This is the mail archive of the
gcc@gcc.gnu.org
mailing list for the GCC project.
Strange IV choices?
- From: Richard Guenther <rguenth at tat dot physik dot uni-tuebingen dot de>
- To: gcc at gcc dot gnu dot org
- Date: Tue, 14 Dec 2004 15:56:32 +0100 (CET)
- Subject: Strange IV choices?
Hi!
It seems that ivopts is confused by local copies of objects.
Suppose you have some complex array managing class, the two
functionally identical functions
void arrayAssignManual(const Array<2, double, BrickViewU>& a,
const Array<2, double, BrickViewU>& b,
const Array<2, double, BrickViewU>& c,
const Array<2, double, BrickViewU>& d,
const Interval<2> &I)
{
int ie = I[0].length();
int je = I[1].length();
for (int j=0; j<je; ++j)
for (int i=0; i<ie; ++i)
a(i,j) = b(i,j)+c(i,j)+d(i,j);
}
and
void arrayAssignManualCopy(const Array<2, double, BrickViewU>& a_,
const Array<2, double, BrickViewU>& b_,
const Array<2, double, BrickViewU>& c_,
const Array<2, double, BrickViewU>& d_,
const Interval<2> &I)
{
Array<2, double, BrickViewU> a(a_), b(b_), c(c_), d(d_);
int ie = I[0].length();
int je = I[1].length();
for (int j=0; j<je; ++j)
for (int i=0; i<ie; ++i)
a(i,j) = b(i,j)+c(i,j)+d(i,j);
}
get optimized vastly different.
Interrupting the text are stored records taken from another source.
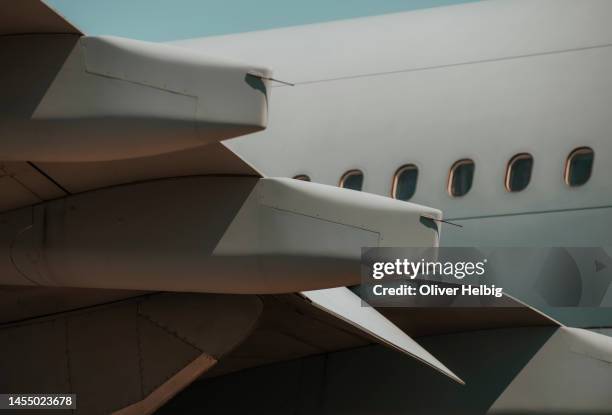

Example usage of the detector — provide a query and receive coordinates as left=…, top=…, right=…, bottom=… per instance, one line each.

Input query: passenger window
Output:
left=340, top=170, right=363, bottom=190
left=448, top=159, right=475, bottom=197
left=565, top=147, right=595, bottom=186
left=506, top=153, right=533, bottom=192
left=391, top=164, right=419, bottom=200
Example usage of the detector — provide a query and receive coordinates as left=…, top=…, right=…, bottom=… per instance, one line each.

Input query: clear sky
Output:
left=46, top=0, right=478, bottom=41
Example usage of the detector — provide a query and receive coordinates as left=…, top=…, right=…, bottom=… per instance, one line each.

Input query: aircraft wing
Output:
left=0, top=0, right=466, bottom=414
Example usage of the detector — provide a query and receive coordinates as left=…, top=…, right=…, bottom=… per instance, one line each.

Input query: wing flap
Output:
left=300, top=287, right=465, bottom=384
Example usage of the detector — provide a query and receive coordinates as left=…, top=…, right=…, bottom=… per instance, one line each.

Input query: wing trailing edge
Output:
left=300, top=287, right=465, bottom=385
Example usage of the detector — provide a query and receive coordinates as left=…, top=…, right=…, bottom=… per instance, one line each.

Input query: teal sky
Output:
left=46, top=0, right=478, bottom=41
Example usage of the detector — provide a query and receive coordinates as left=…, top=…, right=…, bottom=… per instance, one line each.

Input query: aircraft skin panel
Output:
left=0, top=0, right=81, bottom=35
left=301, top=287, right=464, bottom=384
left=169, top=0, right=612, bottom=88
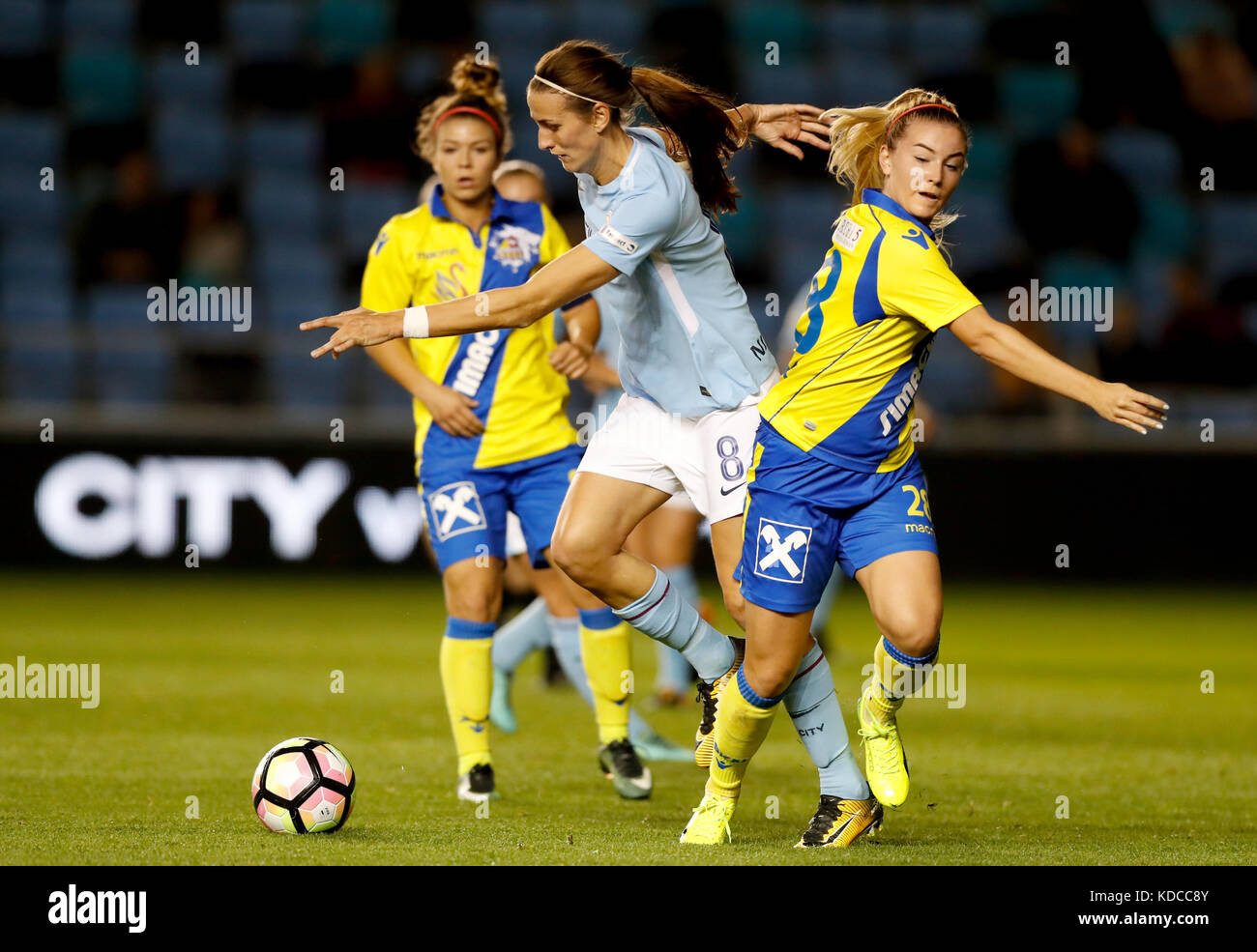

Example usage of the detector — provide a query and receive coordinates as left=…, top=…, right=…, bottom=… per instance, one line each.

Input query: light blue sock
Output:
left=547, top=616, right=655, bottom=741
left=616, top=569, right=733, bottom=682
left=493, top=598, right=550, bottom=675
left=812, top=565, right=842, bottom=637
left=782, top=642, right=872, bottom=800
left=655, top=565, right=699, bottom=695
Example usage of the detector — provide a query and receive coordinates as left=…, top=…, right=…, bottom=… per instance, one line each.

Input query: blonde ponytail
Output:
left=821, top=89, right=969, bottom=232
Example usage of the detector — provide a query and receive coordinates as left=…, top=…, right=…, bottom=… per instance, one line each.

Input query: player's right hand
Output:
left=422, top=387, right=484, bottom=436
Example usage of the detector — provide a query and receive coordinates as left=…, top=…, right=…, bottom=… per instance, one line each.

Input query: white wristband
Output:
left=401, top=305, right=427, bottom=338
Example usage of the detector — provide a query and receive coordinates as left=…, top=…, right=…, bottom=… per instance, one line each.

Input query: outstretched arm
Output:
left=301, top=245, right=620, bottom=357
left=948, top=306, right=1170, bottom=433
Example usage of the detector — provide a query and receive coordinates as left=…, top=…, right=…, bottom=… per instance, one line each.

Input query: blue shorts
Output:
left=419, top=446, right=583, bottom=571
left=733, top=420, right=938, bottom=614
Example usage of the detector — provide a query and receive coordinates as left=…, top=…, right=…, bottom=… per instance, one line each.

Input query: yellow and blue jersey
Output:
left=759, top=188, right=980, bottom=473
left=362, top=188, right=577, bottom=471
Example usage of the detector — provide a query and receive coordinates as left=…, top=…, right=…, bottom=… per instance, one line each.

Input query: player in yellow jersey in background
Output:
left=362, top=55, right=651, bottom=801
left=682, top=89, right=1169, bottom=847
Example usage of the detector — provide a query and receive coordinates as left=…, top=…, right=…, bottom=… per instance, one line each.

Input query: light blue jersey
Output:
left=575, top=129, right=776, bottom=417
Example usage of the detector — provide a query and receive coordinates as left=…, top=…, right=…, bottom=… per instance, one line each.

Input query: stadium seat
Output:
left=87, top=284, right=161, bottom=335
left=0, top=341, right=79, bottom=403
left=242, top=116, right=326, bottom=174
left=1100, top=127, right=1183, bottom=192
left=334, top=184, right=418, bottom=253
left=905, top=5, right=985, bottom=74
left=91, top=336, right=173, bottom=403
left=821, top=3, right=900, bottom=58
left=0, top=112, right=66, bottom=169
left=1204, top=194, right=1257, bottom=286
left=244, top=172, right=335, bottom=239
left=154, top=109, right=235, bottom=188
left=226, top=0, right=305, bottom=63
left=477, top=0, right=568, bottom=51
left=310, top=0, right=390, bottom=63
left=0, top=232, right=74, bottom=290
left=826, top=53, right=910, bottom=105
left=62, top=42, right=142, bottom=126
left=148, top=49, right=231, bottom=113
left=0, top=277, right=74, bottom=340
left=62, top=0, right=135, bottom=45
left=0, top=163, right=67, bottom=240
left=997, top=67, right=1078, bottom=138
left=730, top=0, right=816, bottom=55
left=567, top=3, right=646, bottom=50
left=0, top=0, right=50, bottom=56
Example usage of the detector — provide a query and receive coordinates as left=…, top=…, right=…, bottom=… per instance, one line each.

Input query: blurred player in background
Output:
left=352, top=55, right=651, bottom=801
left=682, top=89, right=1169, bottom=847
left=301, top=41, right=864, bottom=823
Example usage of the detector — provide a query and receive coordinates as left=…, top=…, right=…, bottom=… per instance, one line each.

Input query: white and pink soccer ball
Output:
left=252, top=737, right=355, bottom=833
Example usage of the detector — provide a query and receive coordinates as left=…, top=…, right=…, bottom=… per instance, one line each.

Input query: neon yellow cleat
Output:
left=694, top=638, right=746, bottom=770
left=795, top=793, right=883, bottom=849
left=856, top=696, right=909, bottom=806
left=682, top=793, right=738, bottom=847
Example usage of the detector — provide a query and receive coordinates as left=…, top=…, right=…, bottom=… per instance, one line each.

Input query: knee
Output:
left=550, top=530, right=607, bottom=591
left=879, top=611, right=943, bottom=658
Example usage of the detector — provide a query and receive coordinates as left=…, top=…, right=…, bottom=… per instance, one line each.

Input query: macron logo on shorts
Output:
left=427, top=479, right=485, bottom=542
left=755, top=517, right=812, bottom=586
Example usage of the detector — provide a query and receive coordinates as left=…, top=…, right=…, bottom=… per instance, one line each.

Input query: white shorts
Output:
left=577, top=373, right=779, bottom=523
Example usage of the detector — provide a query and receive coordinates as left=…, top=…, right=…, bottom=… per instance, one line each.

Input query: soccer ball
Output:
left=252, top=737, right=355, bottom=833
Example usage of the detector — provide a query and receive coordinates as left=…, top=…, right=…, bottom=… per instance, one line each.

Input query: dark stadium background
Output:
left=0, top=0, right=1257, bottom=579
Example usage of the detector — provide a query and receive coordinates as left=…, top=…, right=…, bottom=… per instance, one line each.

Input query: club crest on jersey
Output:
left=427, top=479, right=485, bottom=542
left=755, top=517, right=812, bottom=586
left=493, top=225, right=541, bottom=274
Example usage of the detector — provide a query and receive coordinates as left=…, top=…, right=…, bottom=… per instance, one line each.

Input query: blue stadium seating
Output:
left=226, top=0, right=306, bottom=63
left=0, top=232, right=74, bottom=289
left=905, top=5, right=985, bottom=74
left=244, top=172, right=334, bottom=240
left=154, top=109, right=235, bottom=189
left=0, top=341, right=79, bottom=403
left=1101, top=127, right=1183, bottom=192
left=242, top=116, right=323, bottom=172
left=91, top=336, right=175, bottom=404
left=62, top=42, right=142, bottom=126
left=148, top=49, right=231, bottom=113
left=997, top=67, right=1080, bottom=138
left=0, top=112, right=66, bottom=169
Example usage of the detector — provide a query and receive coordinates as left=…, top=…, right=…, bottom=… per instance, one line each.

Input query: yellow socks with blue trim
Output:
left=441, top=618, right=497, bottom=776
left=864, top=638, right=939, bottom=721
left=707, top=667, right=780, bottom=797
left=581, top=608, right=632, bottom=743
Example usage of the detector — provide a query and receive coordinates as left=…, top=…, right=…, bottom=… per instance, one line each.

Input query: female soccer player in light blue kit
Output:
left=302, top=41, right=863, bottom=819
left=682, top=89, right=1169, bottom=847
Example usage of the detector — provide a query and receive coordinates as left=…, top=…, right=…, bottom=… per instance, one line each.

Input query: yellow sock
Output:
left=864, top=638, right=938, bottom=720
left=707, top=668, right=780, bottom=796
left=581, top=608, right=632, bottom=743
left=441, top=618, right=495, bottom=776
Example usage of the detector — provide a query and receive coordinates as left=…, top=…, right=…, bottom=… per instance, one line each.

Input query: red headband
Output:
left=432, top=105, right=502, bottom=139
left=887, top=103, right=959, bottom=135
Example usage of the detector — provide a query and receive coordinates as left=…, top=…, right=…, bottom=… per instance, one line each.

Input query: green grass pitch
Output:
left=0, top=567, right=1257, bottom=865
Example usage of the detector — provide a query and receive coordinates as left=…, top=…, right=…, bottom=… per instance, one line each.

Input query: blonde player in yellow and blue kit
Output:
left=683, top=89, right=1168, bottom=847
left=362, top=55, right=651, bottom=801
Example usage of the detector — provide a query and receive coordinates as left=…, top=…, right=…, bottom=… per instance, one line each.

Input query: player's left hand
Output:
left=301, top=307, right=402, bottom=357
left=1091, top=383, right=1170, bottom=435
left=738, top=103, right=830, bottom=159
left=549, top=340, right=594, bottom=381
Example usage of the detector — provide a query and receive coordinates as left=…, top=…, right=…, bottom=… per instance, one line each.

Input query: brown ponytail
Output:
left=414, top=53, right=511, bottom=163
left=529, top=41, right=739, bottom=211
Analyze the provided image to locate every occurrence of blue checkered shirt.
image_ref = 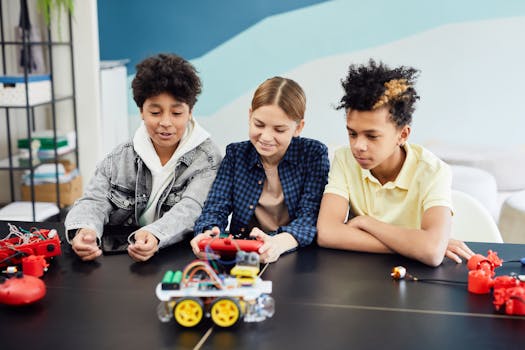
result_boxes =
[194,137,330,246]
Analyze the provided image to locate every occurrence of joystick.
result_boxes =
[199,235,263,256]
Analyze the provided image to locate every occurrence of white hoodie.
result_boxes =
[133,118,210,226]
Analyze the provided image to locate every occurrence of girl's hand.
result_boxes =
[190,226,221,259]
[250,227,297,263]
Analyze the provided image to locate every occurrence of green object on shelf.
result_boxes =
[18,137,67,149]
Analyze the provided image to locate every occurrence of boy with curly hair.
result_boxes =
[317,60,474,266]
[65,54,221,261]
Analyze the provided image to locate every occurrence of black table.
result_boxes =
[0,224,525,350]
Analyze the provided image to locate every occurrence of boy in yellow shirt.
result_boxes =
[317,60,474,266]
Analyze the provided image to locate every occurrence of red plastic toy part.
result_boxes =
[0,275,46,306]
[199,236,263,256]
[22,255,49,277]
[467,250,525,315]
[0,229,62,267]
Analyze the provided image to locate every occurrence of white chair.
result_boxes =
[452,190,503,243]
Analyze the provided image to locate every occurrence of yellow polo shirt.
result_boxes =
[324,143,452,229]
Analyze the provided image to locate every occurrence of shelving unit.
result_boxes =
[0,0,79,221]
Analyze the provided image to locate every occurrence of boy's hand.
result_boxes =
[128,230,159,261]
[445,238,475,264]
[71,228,102,261]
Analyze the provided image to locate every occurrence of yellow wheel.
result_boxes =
[211,298,241,327]
[173,298,204,327]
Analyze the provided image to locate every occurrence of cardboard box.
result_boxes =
[0,75,51,107]
[22,175,82,208]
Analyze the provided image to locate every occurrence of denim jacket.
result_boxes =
[65,138,221,248]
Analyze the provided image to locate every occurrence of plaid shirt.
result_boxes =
[194,137,330,246]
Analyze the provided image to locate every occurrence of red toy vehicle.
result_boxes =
[0,225,62,267]
[467,250,525,315]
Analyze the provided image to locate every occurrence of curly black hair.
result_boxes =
[336,59,419,127]
[131,53,201,111]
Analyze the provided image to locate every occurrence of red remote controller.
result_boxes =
[199,236,263,256]
[0,275,46,306]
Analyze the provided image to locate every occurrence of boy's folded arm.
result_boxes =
[358,207,451,266]
[317,193,392,253]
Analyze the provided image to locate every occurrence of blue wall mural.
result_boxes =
[97,0,326,70]
[99,0,525,154]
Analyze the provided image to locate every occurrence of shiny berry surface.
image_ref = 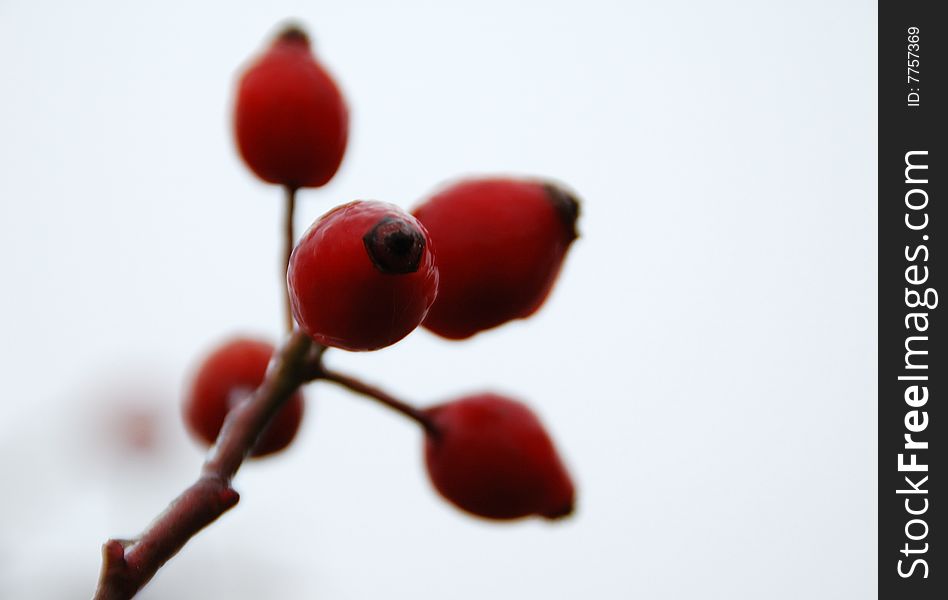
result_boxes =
[414,178,579,339]
[425,394,575,519]
[287,201,438,351]
[183,338,303,457]
[234,27,349,188]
While the first one gets an
inner loop with
.L71:
fldl (%ebx) #* ivtmp.627
faddl (%esi) #* ivtmp.623
faddl (%ecx) #* ivtmp.629
fstpl (%eax) #* ivtmp.631
addl $1, %edx #, i
addl $8, %esi #, ivtmp.623
addl $8, %ebx #, ivtmp.627
addl $8, %ecx #, ivtmp.629
addl $8, %eax #, ivtmp.631
cmpl %edx, -20(%ebp) # i, D.162565
jg .L71 #,
i.e. nice - the second one gets optimized to
.L320:
leal (%ebx,%edi), %eax #,
movl %eax, -364(%ebp) #,
movl -408(%ebp), %ecx #,
leal (%ebx,%ecx), %edx #, tmp136
movl -404(%ebp), %ecx #,
leal (%ebx,%ecx), %eax #, tmp140
movl -388(%ebp), %ecx #,
fldl (%ecx,%eax,8) #
movl -380(%ebp), %eax #,
faddl (%eax,%edx,8) #
movl -400(%ebp), %edx #,
leal (%ebx,%edx), %eax #, tmp147
movl -396(%ebp), %ecx #,
faddl (%ecx,%eax,8) #
movl -364(%ebp), %eax #,
movl -372(%ebp), %edx #,
fstpl (%edx,%eax,8) #
movl %esi, %ebx # ivtmp.889, i
leal 1(%esi), %esi #, ivtmp.889
cmpl %ebx, -360(%ebp) # i, D.167717
jg .L320 #,
using recent 4.0 with -O2 -funroll-loops -ffast-math --param
max-unroll-times=1
The difference seems to be that in the ivopts dump file for
the second case with the object copies, the scalar evolution is
not know for whatever reason.
Note that the 3.4 loop optimizer does not have problems with local copies
like this.
Any hints on where to look at the actual reason of the failing scev?
(No, trying to produce a simple C testcase did not work)
I placed the ivopts dump file at
http://www.tat.physik.uni-tuebingen.de/~rguenth/gcc/perf.cpp.t54.ivopts
Thanks for any hints!
Richard.
--
Richard Guenther <richard dot guenther at uni-tuebingen dot de>
WWW: http://www.tat.physik.uni-tuebingen.de/~rguenth/